Hacker News new | ask | show | jobs
by ttul 1062 days ago
The key differences between multi-head attention in Transformers and the proposed multi-scale retention (MSR) in RetNets are:

- Retention replaces the softmax in attention with an exponential decay along the sequence dimension. This allows formulating retention in a recurrent form for efficient O(1) inference.

- Retention heads use different decay rates (gamma values) for multi-scale modeling. Attention heads use the same softmax.

- Retention outputs are normalized per-head with GroupNorm before concatenation. Attention uses LayerNorm on the concatenated output.

- Retention can be computed in parallel, recurrent, or chunkwise recurrent modes. Attention is only parallel.

- The recurrent form enables RetNets to summarize long previous context into a fixed-size state during inference. Attention recomputes on the full context each step.
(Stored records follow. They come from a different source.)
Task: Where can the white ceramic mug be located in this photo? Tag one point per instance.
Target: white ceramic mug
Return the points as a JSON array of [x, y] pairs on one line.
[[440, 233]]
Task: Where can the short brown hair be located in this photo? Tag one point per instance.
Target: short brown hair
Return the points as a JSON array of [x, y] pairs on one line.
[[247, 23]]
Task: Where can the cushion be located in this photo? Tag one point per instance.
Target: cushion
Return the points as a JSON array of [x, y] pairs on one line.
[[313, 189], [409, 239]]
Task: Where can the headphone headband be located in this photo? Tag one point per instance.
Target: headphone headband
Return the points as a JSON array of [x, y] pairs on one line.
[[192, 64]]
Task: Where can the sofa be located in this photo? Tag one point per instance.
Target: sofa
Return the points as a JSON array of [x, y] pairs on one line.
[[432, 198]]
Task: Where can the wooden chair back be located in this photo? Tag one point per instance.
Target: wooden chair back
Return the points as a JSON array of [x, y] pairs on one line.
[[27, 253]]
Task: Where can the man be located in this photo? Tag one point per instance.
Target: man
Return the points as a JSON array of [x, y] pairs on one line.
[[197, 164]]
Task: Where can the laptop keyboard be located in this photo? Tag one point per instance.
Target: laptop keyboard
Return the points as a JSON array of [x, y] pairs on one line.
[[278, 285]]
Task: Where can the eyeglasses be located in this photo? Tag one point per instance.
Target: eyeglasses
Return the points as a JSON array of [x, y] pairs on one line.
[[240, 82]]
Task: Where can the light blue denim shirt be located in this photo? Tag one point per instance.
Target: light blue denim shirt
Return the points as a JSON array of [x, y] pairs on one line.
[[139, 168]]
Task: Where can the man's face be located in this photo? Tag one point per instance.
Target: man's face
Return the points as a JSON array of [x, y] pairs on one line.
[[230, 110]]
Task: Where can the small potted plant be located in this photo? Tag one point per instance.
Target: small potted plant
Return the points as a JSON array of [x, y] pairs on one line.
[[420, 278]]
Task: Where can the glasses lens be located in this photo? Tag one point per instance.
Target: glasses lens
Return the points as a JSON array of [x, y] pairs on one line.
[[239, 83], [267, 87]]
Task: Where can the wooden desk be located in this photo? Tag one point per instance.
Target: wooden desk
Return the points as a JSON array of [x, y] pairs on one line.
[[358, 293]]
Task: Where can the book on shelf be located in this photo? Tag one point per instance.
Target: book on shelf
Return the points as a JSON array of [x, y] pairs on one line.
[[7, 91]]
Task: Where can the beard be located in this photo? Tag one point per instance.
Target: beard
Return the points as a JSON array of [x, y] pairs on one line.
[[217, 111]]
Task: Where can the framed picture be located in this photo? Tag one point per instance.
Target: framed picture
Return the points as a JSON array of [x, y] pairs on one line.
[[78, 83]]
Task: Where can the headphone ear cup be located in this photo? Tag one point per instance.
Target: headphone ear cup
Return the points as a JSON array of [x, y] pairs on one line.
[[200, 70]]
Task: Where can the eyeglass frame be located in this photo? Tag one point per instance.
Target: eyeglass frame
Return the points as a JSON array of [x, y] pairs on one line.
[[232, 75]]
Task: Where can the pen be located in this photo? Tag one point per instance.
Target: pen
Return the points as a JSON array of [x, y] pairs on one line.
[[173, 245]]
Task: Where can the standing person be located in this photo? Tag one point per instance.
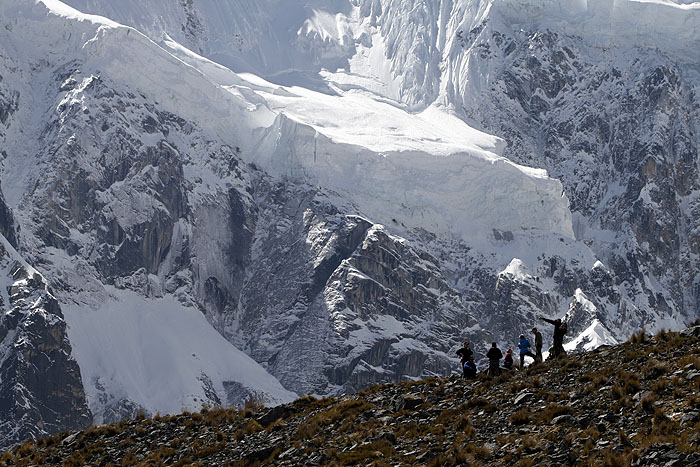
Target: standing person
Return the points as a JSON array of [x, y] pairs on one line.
[[469, 368], [524, 346], [465, 353], [538, 345], [508, 360], [494, 355], [559, 332]]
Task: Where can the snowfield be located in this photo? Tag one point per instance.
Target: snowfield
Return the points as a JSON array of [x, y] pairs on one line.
[[364, 101]]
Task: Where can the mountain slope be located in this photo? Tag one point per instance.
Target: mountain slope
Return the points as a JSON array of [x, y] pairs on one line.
[[633, 404], [334, 219]]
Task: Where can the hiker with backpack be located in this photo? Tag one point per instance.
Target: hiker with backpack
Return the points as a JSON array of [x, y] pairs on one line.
[[494, 355], [538, 345], [524, 346], [465, 353], [560, 328], [508, 360]]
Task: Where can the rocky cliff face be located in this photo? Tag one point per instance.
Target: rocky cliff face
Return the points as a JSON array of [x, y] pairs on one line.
[[40, 381], [616, 124], [333, 264]]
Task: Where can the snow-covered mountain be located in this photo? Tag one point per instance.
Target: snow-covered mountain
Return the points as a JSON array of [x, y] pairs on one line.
[[227, 199]]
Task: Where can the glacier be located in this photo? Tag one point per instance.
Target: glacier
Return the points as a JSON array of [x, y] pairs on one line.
[[235, 199]]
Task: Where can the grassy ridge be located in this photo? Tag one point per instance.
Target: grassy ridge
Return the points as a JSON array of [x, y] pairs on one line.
[[633, 404]]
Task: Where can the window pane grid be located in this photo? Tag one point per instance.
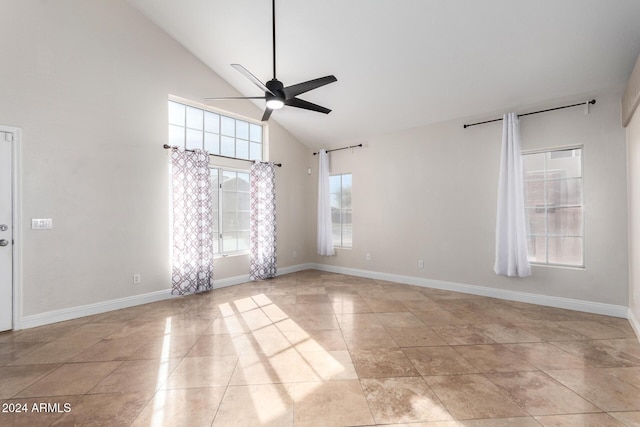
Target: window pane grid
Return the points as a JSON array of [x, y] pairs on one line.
[[554, 207], [230, 192], [195, 128], [341, 212]]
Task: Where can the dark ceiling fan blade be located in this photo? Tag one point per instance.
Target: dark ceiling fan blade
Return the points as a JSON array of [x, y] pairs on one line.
[[251, 77], [267, 114], [301, 103], [295, 90], [231, 98]]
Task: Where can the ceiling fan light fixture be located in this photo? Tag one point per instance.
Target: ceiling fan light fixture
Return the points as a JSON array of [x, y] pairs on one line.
[[275, 104]]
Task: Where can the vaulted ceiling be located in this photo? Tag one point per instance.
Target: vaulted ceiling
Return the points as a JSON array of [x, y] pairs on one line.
[[409, 63]]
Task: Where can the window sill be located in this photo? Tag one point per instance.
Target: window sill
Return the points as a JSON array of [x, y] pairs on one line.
[[231, 255], [564, 267]]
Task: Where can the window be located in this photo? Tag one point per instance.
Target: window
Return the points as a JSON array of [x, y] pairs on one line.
[[191, 127], [340, 194], [230, 211], [554, 206]]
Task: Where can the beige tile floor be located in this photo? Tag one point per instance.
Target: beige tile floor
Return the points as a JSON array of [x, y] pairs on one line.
[[323, 349]]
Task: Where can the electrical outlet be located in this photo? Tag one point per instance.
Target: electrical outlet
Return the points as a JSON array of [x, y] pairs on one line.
[[41, 224]]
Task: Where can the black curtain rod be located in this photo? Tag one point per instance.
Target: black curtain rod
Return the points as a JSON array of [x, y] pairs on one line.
[[593, 101], [343, 148], [166, 147]]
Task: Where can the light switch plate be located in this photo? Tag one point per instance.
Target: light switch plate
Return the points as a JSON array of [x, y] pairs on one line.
[[41, 224]]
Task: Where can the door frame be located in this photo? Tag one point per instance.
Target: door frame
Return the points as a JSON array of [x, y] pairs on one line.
[[16, 200]]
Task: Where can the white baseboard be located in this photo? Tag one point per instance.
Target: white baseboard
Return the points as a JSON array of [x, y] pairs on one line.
[[102, 307], [238, 280], [545, 300], [635, 323], [90, 309]]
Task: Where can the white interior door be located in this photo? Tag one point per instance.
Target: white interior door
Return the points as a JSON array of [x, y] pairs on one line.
[[6, 231]]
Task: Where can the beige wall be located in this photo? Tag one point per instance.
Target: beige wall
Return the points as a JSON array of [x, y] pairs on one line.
[[633, 152], [430, 193], [88, 83]]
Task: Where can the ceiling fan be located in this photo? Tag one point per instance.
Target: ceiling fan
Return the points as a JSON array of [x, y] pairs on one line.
[[275, 93]]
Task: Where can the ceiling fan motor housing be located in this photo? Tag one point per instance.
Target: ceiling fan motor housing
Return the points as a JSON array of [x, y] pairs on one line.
[[276, 87]]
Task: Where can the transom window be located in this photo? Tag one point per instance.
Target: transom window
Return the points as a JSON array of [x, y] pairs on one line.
[[340, 195], [554, 206], [191, 127]]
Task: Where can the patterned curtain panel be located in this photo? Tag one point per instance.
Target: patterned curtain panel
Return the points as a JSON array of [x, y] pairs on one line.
[[262, 259], [192, 257]]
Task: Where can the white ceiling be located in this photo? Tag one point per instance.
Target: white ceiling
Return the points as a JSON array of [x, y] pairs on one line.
[[409, 63]]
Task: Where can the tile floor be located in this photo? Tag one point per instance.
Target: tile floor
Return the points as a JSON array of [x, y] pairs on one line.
[[323, 349]]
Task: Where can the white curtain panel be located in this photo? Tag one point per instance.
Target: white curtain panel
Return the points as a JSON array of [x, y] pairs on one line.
[[325, 233], [262, 258], [511, 227], [192, 256]]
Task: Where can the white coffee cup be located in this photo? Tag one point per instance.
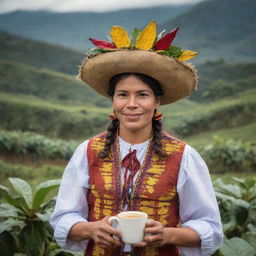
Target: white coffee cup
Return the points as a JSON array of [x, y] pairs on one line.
[[131, 225]]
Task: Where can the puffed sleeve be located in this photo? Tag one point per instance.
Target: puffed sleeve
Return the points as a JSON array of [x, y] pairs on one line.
[[71, 205], [198, 205]]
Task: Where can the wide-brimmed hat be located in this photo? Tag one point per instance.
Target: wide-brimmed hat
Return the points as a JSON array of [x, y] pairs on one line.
[[141, 54]]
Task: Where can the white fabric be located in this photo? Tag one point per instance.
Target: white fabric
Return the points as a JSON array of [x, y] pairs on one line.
[[198, 205]]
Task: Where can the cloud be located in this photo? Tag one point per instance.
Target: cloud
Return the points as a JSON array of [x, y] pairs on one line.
[[82, 5]]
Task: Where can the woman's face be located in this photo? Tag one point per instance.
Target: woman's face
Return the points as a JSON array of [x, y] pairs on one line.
[[134, 103]]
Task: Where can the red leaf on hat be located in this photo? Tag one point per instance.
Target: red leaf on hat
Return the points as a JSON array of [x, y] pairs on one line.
[[101, 44], [165, 42]]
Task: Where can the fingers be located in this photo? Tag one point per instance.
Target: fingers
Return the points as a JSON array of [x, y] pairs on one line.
[[154, 235], [103, 234]]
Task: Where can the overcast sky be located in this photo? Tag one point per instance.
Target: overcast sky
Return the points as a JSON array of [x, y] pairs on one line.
[[83, 5]]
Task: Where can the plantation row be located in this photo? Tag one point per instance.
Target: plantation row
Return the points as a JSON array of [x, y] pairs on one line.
[[221, 156], [25, 229], [230, 116], [52, 122], [29, 143]]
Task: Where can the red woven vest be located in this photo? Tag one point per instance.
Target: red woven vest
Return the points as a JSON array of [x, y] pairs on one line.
[[155, 194]]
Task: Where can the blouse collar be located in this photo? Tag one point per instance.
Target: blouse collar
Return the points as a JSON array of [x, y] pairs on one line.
[[129, 146]]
- So in summary, retention adapts attention to enable recurrent modeling and multi-scale decays. This provides efficiency benefits and competitive performance to Transformers.

1 comments

With transformer models, it’s common to put instructions and system messages at the beginning of the input. But with this decay, the beginning of the input would always have the sparsest attention, right? Maybe the instructions should be moved to the end. But then again if it’s recurrent, you might want to prime it with a description of the task.
Hypothetically, fine tuned transformer networks would learn to attend more to the beginning and end of the sequence since that is where the instructions typically are. And lo and behold a recent paper demonstrated this to be true.